Je pense que les universités, en France et ailleurs, disposent de laboratoires qui ne sont pas inféodés à l'industrie chimique. Tout au moins, j'ose l'espérer. Au-delà, le CRIIGEN prône la mise en place d'une Haute autorité d'expertise, ce qui permettrait de gérer correctement ces problématiques. Cette Haute autorité d'expertise pourrait être composée de députés des différents groupes parlementaires, de personnes responsables des missions d'expertise collective, des grands organismes de recherche nationaux, d'un représentant des organismes participant à l'évaluation des risques pour la santé et l'environnement et aussi de personnalités réputées pour leurs travaux de recherche dans le domaine de l'expertise, à savoir des personnalités qualifiées en droit du travail, de l'environnement et de la santé publique, des représentants des associations concernées par l'éthique et l'expertise et des représentants de chaque grande Union (Union des médecins, etc.). Les députés pourraient être nommés par l'Office parlementaire d'évaluation des choix scientifiques et technologiques, par exemple.
Une telle instance ouvrirait la possibilité d'entamer un véritable dialogue, en toute transparence, parce qu'il importe que les études qui ont permis la mise sur le marché des produits soient portées à la connaissance des scientifiques. Actuellement, ils n'y ont pas accès. Cette obscurité est tout à fait délétère à l'initiation de dialogues et chacun campe sur ses positions. À titre d'exemple, près de deux cents publications démontrent la toxicité des herbicides à base de glyphosate pour l'environnement et pour autant, leur utilisation est encore autorisée.

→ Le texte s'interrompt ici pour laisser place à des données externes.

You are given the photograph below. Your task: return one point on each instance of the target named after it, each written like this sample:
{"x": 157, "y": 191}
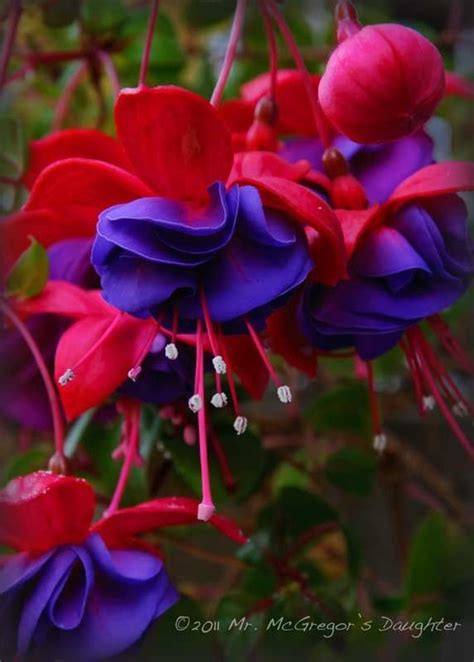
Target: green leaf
{"x": 344, "y": 409}
{"x": 352, "y": 469}
{"x": 30, "y": 272}
{"x": 32, "y": 460}
{"x": 12, "y": 154}
{"x": 427, "y": 557}
{"x": 60, "y": 13}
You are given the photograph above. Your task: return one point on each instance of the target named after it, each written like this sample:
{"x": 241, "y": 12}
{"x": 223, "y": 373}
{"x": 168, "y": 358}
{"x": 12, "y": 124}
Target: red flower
{"x": 42, "y": 510}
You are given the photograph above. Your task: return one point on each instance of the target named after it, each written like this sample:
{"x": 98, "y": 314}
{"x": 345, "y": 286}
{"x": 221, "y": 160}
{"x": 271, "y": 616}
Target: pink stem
{"x": 203, "y": 456}
{"x": 320, "y": 121}
{"x": 132, "y": 429}
{"x": 272, "y": 47}
{"x": 374, "y": 406}
{"x": 65, "y": 99}
{"x": 111, "y": 71}
{"x": 46, "y": 377}
{"x": 13, "y": 20}
{"x": 148, "y": 42}
{"x": 229, "y": 58}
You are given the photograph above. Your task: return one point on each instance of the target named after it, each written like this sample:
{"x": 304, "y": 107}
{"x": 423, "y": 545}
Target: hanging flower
{"x": 76, "y": 589}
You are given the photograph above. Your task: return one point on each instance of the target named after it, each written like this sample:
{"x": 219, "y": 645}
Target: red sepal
{"x": 46, "y": 226}
{"x": 79, "y": 189}
{"x": 175, "y": 139}
{"x": 65, "y": 299}
{"x": 436, "y": 179}
{"x": 42, "y": 510}
{"x": 100, "y": 350}
{"x": 286, "y": 339}
{"x": 146, "y": 517}
{"x": 262, "y": 164}
{"x": 294, "y": 110}
{"x": 84, "y": 143}
{"x": 308, "y": 209}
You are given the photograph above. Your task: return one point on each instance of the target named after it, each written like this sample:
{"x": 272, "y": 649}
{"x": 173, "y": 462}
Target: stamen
{"x": 206, "y": 508}
{"x": 219, "y": 365}
{"x": 236, "y": 29}
{"x": 66, "y": 377}
{"x": 130, "y": 443}
{"x": 240, "y": 424}
{"x": 429, "y": 403}
{"x": 283, "y": 391}
{"x": 219, "y": 400}
{"x": 284, "y": 394}
{"x": 320, "y": 121}
{"x": 195, "y": 403}
{"x": 171, "y": 351}
{"x": 460, "y": 410}
{"x": 134, "y": 373}
{"x": 227, "y": 475}
{"x": 415, "y": 338}
{"x": 380, "y": 442}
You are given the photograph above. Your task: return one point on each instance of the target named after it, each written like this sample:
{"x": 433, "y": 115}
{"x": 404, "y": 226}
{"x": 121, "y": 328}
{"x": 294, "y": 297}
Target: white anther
{"x": 460, "y": 409}
{"x": 284, "y": 394}
{"x": 429, "y": 403}
{"x": 134, "y": 372}
{"x": 240, "y": 424}
{"x": 171, "y": 351}
{"x": 380, "y": 442}
{"x": 219, "y": 400}
{"x": 219, "y": 365}
{"x": 66, "y": 377}
{"x": 195, "y": 403}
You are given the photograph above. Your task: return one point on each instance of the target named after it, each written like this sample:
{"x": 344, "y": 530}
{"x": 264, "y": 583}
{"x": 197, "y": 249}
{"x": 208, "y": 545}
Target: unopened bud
{"x": 334, "y": 163}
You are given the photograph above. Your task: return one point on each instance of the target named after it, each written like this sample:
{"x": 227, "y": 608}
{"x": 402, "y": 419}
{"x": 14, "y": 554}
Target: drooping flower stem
{"x": 149, "y": 38}
{"x": 62, "y": 106}
{"x": 320, "y": 121}
{"x": 111, "y": 72}
{"x": 272, "y": 49}
{"x": 379, "y": 437}
{"x": 46, "y": 377}
{"x": 229, "y": 58}
{"x": 206, "y": 508}
{"x": 132, "y": 412}
{"x": 13, "y": 20}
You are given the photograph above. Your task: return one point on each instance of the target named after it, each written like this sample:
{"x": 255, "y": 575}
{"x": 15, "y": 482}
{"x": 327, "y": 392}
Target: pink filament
{"x": 130, "y": 441}
{"x": 229, "y": 58}
{"x": 413, "y": 338}
{"x": 261, "y": 350}
{"x": 374, "y": 406}
{"x": 450, "y": 343}
{"x": 230, "y": 379}
{"x": 320, "y": 121}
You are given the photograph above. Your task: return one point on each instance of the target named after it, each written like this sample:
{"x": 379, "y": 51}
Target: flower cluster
{"x": 307, "y": 216}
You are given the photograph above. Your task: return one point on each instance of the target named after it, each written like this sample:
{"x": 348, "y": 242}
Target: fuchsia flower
{"x": 382, "y": 82}
{"x": 79, "y": 589}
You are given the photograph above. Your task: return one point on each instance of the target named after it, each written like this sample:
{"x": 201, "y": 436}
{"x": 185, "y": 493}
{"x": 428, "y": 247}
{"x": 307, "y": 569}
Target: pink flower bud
{"x": 382, "y": 83}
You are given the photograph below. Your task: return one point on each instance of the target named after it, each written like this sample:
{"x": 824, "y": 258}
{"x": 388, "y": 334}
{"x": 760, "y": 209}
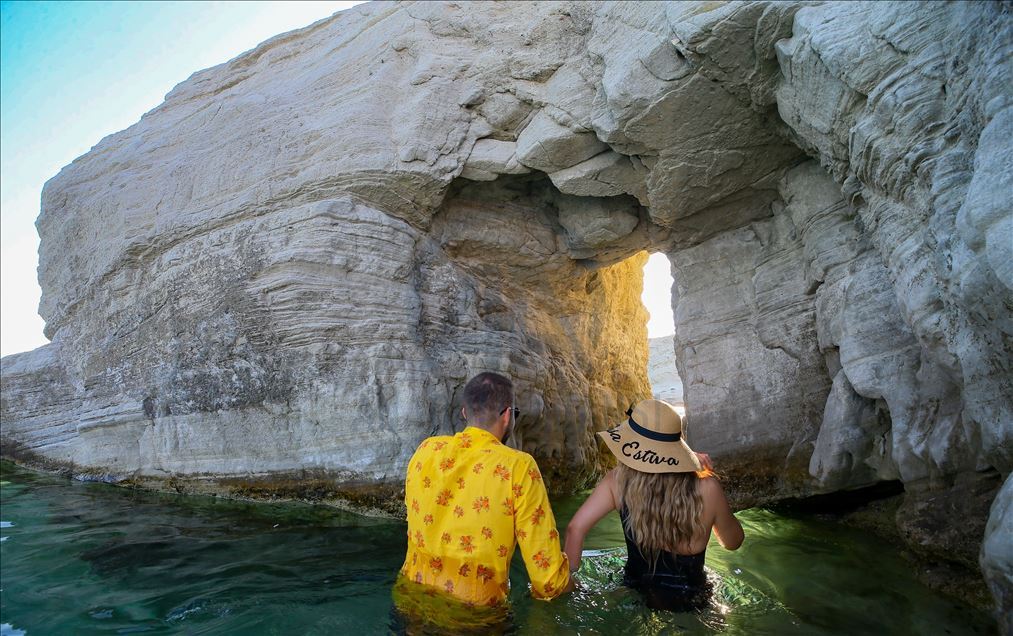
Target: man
{"x": 471, "y": 500}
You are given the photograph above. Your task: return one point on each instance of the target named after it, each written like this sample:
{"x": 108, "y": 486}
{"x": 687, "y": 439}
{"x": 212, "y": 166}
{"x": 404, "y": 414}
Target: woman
{"x": 669, "y": 503}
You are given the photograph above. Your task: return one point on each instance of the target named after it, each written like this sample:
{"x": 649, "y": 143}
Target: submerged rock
{"x": 293, "y": 264}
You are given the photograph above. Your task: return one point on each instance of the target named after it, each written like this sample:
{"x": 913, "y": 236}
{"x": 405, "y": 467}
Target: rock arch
{"x": 288, "y": 268}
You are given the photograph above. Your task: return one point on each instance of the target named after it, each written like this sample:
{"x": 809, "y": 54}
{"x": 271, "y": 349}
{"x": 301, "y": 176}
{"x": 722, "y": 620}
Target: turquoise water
{"x": 79, "y": 558}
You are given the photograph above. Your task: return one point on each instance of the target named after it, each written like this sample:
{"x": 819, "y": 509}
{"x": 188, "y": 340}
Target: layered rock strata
{"x": 285, "y": 272}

Un autre exemple concerne les néonicotinoïdes. Ils ont été interdits, puis de nouveau autorisés pour la betterave. La porte est donc ouverte pour l'élargissement de cette autorisation pour d'autres cultures. Les néonicotinoïdes sont des perturbateurs endocriniens et l'imidaclopride, notamment, perturbe les trophoblastes. Qu'est qu'un trophoblaste ? La rencontre d'un ovule et d'un spermatozoïde produit un œuf et cet œuf s'entoure de cellules trophoblastiques qui vont lui permettre momentanément de se nourrir et d'aller ensuite s'implanter dans l'utérus ; c'est ce qu'on appelle la placentation. Nous savons désormais que des perturbateurs endocriniens perturbent la placentation et c'est ainsi que nous constatons une augmentation du nombre des fausses couches, notamment, chez les humains.
Il importe donc de disposer d'une vision globale et non partisane si nous voulons enfin régler ces problématiques. Mon exposé n'est pas du vent. Le constat de l'augmentation de ces pathologies environnementales est-il tolérable ? Non, ce n'est pas tolérable. Sur ce point, notre société disjoncte. De quoi mourait-on avant Pasteur, avant Fleming et avant la découverte des antibiotiques notamment ? Les populations mouraient de malnutrition, mais également de manque d'antibiotiques, d'anti-infectieux, d'hygiène et bien sûr, de toutes les problématiques chirurgicales et liées au diagnostic des pathologies. Nous avons dépassé ce stade, mais nous constatons, depuis soixante-dix ans, l'émergence de pathologies qui ne peuvent être dues qu'aux produits chimiques toxiques, certes dans un cadre plurifactoriel, mais cette augmentation est manifeste.
Nos centenaires sont nés dans l'entre-deux-guerres. À cette époque, je peux vous assurer qu'aucun des xénobiotiques que je vous ai montrés précédemment n'était présent dans le ventre des femmes en gestation. L'impact de ces produits chimiques toxiques pendant la grossesse et aussi pendant l'allaitement commence à être colossal sur la survenue de pathologies. Sans être un oiseau de mauvais augure, j'affirme qu'au fil du temps, ces pathologies vont entraîner des décès et des pathologies lourdes. C'est déjà le cas, mais dans cinquante ans, on ne vivra pas aussi facilement jusqu'à 100 ans.